I have a pandas dataframe with a structure following this moke-up:
import numpy as np
import pandas as pd
import pprint as pp
np.random.seed(0)
times = np.linspace(0, 3.0, num=5)
positions = np.linspace(0, 0.1, num=8)
fields = ["g", "h"]
columns = pd.MultiIndex.from_product([times, fields], names=["time", "field"])
index = pd.Index(positions, name="position")
data = np.random.randn(len(positions), len(times)*len(fields))

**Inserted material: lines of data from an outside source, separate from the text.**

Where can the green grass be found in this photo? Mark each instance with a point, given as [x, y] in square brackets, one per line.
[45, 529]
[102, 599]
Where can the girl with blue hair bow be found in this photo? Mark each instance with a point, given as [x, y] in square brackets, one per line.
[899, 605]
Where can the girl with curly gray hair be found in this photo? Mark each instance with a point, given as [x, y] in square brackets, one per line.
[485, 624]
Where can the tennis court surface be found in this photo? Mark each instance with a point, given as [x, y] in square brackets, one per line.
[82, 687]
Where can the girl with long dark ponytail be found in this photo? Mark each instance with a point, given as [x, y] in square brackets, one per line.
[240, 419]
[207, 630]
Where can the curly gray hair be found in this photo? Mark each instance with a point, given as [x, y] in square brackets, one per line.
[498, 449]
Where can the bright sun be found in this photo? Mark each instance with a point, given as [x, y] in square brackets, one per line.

df = pd.DataFrame(data, columns=columns, index=index)
print(df)
Which would look like:
time 0.00 0.75 1.50 2.25 3.00
field g h g h g h g h g h
position
0.000000 1.764052 0.400157 0.978738 2.240893 1.867558 -0.977278 0.950088 -0.151357 -0.103219 0.410599
0.014286 0.144044 1.454274 0.761038 0.121675 0.443863 0.333674 1.494079 -0.205158 0.313068 -0.854096
0.028571 -2.552990 0.653619 0.864436 -0.742165 2.269755 -1.454366 0.045759 -0.187184 1.532779 1.469359
0.042857 0.154947 0.378163 -0.887786 -1.980796 -0.347912 0.156349 1.230291 1.202380 -0.387327 -0.302303
0.057143 -1.048553 -1.420018 -1.706270 1.950775 -0.509652 -0.438074 -1.252795 0.777490 -1.613898 -0.212740
0.071429 -0.895467 0.386902 -0.510805 -1.180632 -0.028182 0.428332 0.066517 0.302472 -0.634322 -0.362741
0.085714 -0.672460 -0.359553 -0.813146 -1.726283 0.177426 -0.401781 -1.630198 0.462782 -0.907298 0.051945
0.100000 0.729091 0.128983 1.139401 -1.234826 0.402342 -0.684810 -0.870797 -0.578850 -0.311553 0.056165
The idea being that I have a MultiIndex for the columns: on a first level I have a list of "times" and for each "time" I have multiple "fields".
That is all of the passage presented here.